Design Report

Let's be honest here. Everyone knows I couldn't have done this on my own. So after 16 painful hours spent in East Lansing with a tutor, here it is - my personal website, the Carly Alden site.

Purpose/audience

This site is a personal website used as a hub for me, Carly Alden's online presence. The intended audience will be broad - including family, friends, colleagues, and potential employers; therefore it must reflect Carly Alden in a professional manner. Many employers examine the Web presence of potential hires as an addition to resumes and the discovery of damning photos and blog posts can ruin their chance of receiving a job offer.
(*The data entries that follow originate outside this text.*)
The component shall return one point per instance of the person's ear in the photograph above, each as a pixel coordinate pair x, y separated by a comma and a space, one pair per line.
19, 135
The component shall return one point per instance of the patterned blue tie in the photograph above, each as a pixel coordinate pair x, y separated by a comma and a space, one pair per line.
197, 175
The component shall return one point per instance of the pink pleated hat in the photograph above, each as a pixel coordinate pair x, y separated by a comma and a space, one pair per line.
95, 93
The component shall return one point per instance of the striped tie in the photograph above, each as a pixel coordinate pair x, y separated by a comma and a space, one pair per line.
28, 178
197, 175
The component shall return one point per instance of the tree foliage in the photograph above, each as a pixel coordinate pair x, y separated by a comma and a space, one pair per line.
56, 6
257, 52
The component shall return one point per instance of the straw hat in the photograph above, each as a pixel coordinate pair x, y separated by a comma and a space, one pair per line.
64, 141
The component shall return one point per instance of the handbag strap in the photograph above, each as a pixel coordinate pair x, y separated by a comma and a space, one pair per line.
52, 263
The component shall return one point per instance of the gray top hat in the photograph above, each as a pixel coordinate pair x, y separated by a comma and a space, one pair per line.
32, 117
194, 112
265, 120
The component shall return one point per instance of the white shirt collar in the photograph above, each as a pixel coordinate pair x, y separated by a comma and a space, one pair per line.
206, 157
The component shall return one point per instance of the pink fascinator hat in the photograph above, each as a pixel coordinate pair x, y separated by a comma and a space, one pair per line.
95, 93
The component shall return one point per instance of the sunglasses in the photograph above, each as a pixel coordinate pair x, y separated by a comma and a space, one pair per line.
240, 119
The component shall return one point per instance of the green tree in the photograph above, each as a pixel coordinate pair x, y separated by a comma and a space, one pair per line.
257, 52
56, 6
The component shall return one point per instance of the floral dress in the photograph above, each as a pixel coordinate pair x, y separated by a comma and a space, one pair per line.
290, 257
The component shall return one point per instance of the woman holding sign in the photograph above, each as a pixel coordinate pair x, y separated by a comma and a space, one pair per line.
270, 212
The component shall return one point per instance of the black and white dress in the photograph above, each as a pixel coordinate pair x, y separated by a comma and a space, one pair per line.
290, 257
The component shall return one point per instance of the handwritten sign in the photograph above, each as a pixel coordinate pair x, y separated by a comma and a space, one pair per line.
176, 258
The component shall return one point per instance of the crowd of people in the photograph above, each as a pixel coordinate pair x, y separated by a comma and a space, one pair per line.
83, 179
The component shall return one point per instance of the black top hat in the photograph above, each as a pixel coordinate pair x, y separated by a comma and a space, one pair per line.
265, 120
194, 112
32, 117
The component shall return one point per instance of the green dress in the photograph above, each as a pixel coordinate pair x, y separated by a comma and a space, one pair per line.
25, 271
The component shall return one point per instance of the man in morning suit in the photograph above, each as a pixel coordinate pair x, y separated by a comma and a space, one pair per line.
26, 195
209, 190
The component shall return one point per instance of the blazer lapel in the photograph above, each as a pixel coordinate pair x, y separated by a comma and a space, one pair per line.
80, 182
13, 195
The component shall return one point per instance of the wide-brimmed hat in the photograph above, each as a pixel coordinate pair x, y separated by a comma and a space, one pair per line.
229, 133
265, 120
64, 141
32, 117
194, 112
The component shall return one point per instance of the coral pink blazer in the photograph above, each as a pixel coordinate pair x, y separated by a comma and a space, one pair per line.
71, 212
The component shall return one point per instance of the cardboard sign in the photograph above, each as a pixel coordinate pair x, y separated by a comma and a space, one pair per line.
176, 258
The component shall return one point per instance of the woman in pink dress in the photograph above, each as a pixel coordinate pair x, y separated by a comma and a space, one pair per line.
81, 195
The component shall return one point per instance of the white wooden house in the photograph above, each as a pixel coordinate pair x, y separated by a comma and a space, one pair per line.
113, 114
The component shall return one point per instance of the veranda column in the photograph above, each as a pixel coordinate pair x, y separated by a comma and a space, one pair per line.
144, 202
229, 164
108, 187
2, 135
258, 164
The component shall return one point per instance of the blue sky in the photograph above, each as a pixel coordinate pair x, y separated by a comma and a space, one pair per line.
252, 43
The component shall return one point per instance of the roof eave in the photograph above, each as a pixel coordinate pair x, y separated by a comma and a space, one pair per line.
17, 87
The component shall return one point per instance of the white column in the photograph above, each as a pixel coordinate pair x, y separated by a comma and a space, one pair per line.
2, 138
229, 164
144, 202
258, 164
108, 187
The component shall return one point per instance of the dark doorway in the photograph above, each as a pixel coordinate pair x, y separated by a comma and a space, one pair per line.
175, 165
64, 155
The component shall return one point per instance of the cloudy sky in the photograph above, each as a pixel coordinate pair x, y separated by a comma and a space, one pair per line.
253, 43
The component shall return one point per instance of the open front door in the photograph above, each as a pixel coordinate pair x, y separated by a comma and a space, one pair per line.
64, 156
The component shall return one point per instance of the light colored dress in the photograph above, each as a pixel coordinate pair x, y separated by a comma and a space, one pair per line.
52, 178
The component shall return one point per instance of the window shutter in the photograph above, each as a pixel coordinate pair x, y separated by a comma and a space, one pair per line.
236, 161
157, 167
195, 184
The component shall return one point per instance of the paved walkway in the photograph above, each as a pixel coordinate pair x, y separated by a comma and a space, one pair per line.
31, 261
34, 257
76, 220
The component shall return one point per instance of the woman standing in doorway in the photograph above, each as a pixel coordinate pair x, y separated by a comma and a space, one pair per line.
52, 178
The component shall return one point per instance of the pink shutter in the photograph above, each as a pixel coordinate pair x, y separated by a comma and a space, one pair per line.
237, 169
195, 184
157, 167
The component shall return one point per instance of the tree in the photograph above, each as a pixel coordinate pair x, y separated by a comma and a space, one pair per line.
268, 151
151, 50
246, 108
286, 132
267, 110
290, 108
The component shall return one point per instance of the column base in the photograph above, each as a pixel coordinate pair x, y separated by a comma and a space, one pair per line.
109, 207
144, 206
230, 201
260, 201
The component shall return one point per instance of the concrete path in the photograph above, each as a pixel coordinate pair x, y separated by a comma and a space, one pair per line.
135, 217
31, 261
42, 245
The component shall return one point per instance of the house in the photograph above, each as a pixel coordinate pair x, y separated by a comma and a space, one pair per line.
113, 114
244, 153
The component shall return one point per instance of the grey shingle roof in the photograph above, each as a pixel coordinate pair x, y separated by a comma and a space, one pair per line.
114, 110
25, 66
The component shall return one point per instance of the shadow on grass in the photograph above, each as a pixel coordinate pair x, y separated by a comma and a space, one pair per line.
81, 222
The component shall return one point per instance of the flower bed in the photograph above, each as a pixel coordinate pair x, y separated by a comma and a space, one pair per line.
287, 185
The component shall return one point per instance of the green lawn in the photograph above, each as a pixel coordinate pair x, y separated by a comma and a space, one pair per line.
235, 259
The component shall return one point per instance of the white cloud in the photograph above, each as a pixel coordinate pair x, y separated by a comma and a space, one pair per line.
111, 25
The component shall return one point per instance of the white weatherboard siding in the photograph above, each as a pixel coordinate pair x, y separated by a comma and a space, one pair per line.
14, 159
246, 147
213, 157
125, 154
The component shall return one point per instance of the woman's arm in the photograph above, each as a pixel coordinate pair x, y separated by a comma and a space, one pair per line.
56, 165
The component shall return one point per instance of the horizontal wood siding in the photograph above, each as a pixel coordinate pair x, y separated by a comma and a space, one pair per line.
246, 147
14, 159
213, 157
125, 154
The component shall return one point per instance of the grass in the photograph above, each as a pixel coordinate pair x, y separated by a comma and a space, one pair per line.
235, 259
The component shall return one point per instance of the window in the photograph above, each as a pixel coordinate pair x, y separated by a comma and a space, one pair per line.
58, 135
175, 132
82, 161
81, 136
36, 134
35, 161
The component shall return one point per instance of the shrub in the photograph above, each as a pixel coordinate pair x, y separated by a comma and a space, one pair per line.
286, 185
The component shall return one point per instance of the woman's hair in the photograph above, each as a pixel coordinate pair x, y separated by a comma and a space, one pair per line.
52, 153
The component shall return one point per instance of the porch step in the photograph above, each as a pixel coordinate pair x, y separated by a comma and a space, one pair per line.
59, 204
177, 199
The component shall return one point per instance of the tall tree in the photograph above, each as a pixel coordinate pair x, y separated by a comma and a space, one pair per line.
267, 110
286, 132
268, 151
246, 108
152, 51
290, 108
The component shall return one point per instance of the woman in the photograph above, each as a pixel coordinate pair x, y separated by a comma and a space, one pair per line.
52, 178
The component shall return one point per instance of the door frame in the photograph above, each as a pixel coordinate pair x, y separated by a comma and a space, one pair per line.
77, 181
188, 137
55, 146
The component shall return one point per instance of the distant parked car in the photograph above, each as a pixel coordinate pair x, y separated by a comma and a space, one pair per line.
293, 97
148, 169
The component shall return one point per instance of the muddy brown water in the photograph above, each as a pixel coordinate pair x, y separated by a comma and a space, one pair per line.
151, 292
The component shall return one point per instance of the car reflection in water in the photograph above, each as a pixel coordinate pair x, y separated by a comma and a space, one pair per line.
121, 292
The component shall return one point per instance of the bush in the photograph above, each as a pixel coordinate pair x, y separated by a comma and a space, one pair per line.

On the other hand, a well-developed professional website can stand out to prospective employers and give applicants a boost. Given the necessity of appealing to a professional audience, there could be a tendency to strictly regulate and target the content of this website; this would make the site less interesting to family and friends, so a balance must be found.

Design strategy

This website makes use of a simple and clean design with only a handful of pages, effectively presenting information about me without overwhelming visitors. The content of those pages, "About Carly", "Future Plans", and "Photo Gallery", is centered around me but not to the extent that it paints her as an ego maniac. An earthy and neutral color palette was selected to strike a harmonious aesthetic chord for the anticipated broad audience.

The logo and "blurb" provide clear identity that this page is the homepage of Carly Alden, and briefly describes what visitors will expect. This is helpful because Web users have a limited attention span and it is important to get the point across quickly.

Site navigation is provided in a vertical column alongside the content, in a location that falls alongside standard Web conventions. The "Design Report" link is separated from main navigation, because it is temporary and not logically associated with those other sections.

Contact and copyright information is situated in the site footer, as this is a fairly well-known standard for those pieces of information.

Verdana was chosen as the primary typeface for navigation and content. This typeface, designed specifically for screen presentation, is ideal for its readability. Georgia, a sans-serif type, is used for h1 elements as a way to contrast them from the rest of the copy.

Production costs

This is a fairly basic website with only a handful of pages, falling in the lower spectrum of website requirements and therefore will have a reduced cost compared to other projects we've done in this class. I interviewed one of my friends, David Mulder, in order to more understand the process and production cost of this type of website. He said the following:

Time will be spent developing the mental concept, including information architecture and strategy, and then on design and actual site production. If this website used more server-side technology, like importing RSS feeds from blogs or your Twitter account that would add time to the development cycle.

  • Concept phase: 6-8 hours
  • Visual design phase: 4-6 hours
  • Site production & quality assurance: 6-8 hours

Total: 16-24 hours of time spent concepting, designing, and developing this website. At a realistic market rate of $60/hour, an independent Web consultant would likely bill somewhere between $960 and $1440 for this project.